Limerick Chamber boss says planning delay on JP McManus-backed rugby museum is 'unacceptable'

Nick Rabbitts


Nick Rabbitts


Limerick Chamber boss says planning delay on JP McManus-backed rugby museum is 'unacceptable'

An impression of the proposed International Rugby Museum

THE latest planning delay to a €10m rugby museum in the city centre is “unacceptable,” the Chamber chief executive has said.

Dee Ry​an, who heads up Limerick’s top representative buisess organisation, has said given the “transformational” impact the JP McManus-backed project could have in the city, it should be prioritised.

“This latest planning delay for the International Rugby Experience is a blow. Limerick city centre has been crying out for a transformational investment like this for decades.  Together with the €9m spending planned by Limerick City and County Council for the revitalisation of O’Connell Street, this world class project will be a game changer in the city centre,” Ms Ryan said.
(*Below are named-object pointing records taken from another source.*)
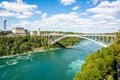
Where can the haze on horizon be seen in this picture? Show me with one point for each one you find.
(62, 15)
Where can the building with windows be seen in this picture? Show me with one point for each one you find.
(19, 31)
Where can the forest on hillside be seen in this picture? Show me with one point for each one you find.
(102, 64)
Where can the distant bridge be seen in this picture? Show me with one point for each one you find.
(101, 39)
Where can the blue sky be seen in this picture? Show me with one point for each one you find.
(62, 15)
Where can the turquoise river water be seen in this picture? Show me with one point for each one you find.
(60, 64)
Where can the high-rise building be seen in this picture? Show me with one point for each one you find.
(39, 31)
(4, 24)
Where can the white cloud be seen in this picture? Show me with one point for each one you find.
(6, 13)
(75, 8)
(95, 1)
(44, 15)
(107, 8)
(17, 9)
(73, 22)
(19, 1)
(67, 2)
(38, 12)
(102, 17)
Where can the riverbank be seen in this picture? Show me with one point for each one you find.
(58, 64)
(101, 65)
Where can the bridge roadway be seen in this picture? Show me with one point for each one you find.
(91, 37)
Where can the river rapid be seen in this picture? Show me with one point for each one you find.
(60, 64)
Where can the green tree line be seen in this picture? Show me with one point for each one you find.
(102, 64)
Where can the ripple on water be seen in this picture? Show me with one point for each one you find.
(75, 66)
(12, 62)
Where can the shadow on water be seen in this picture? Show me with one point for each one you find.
(78, 49)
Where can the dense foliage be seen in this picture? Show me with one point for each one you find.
(102, 64)
(22, 44)
(67, 42)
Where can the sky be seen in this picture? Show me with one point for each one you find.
(87, 16)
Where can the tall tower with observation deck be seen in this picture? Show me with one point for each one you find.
(4, 24)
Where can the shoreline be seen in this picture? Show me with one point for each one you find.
(31, 52)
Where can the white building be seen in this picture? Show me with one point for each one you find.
(19, 31)
(33, 33)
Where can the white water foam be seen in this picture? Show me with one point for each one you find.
(12, 62)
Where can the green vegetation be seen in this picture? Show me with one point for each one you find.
(67, 42)
(21, 44)
(102, 64)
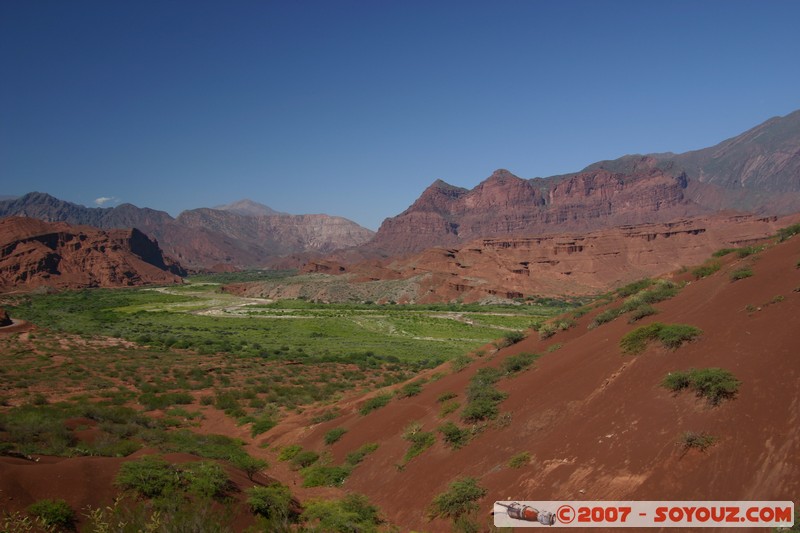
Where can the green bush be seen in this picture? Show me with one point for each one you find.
(351, 514)
(288, 452)
(519, 460)
(353, 458)
(273, 502)
(410, 389)
(325, 475)
(672, 336)
(250, 465)
(606, 316)
(150, 476)
(53, 513)
(459, 499)
(516, 363)
(420, 440)
(334, 435)
(748, 251)
(455, 436)
(443, 397)
(705, 270)
(640, 312)
(713, 384)
(206, 479)
(699, 441)
(785, 233)
(376, 402)
(304, 459)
The reason it is before An Bord Pleanala is due to An Taisce, which believes the development as proposed would undermine the Georgian heritage in the area, which has a legal status needing to be protected.
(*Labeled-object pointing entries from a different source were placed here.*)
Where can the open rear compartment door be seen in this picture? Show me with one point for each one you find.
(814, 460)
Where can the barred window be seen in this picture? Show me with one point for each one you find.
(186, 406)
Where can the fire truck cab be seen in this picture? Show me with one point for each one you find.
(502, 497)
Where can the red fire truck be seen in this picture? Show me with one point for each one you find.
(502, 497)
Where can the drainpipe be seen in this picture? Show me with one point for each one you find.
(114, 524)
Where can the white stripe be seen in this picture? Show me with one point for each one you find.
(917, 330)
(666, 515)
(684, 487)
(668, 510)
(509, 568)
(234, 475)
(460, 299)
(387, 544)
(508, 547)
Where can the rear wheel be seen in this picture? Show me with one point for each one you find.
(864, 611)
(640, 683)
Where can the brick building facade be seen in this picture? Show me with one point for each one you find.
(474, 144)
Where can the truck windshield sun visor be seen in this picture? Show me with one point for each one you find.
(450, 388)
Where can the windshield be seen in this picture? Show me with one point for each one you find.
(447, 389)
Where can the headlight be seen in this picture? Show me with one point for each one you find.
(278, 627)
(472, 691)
While highlighting many positive arguments for locating the museum in the city centre, the appeal stated that the buildings chosen for demolition are “key elements in an historic streetscape, the most extensive of its type outside Dublin”.​

It is for this reason that An Bord Pleanala had written to interested parties, saying that it was unable ​to meet its decision deadline of September 11 last.

Ms Ryan ​said: “I accept that the proposed development, which is located opposite the contemporary AIB bank on O’Connell street, is taking place in an area of architectural interest but these are not protected structures,” she said, “A protected structure is a building that a planning authority considers to be of special interest and this building has no such designation.”

“In that context, it is unacceptable that an appeal on these grounds would, summarily, be able to hold up the project, or worse,” she concluded.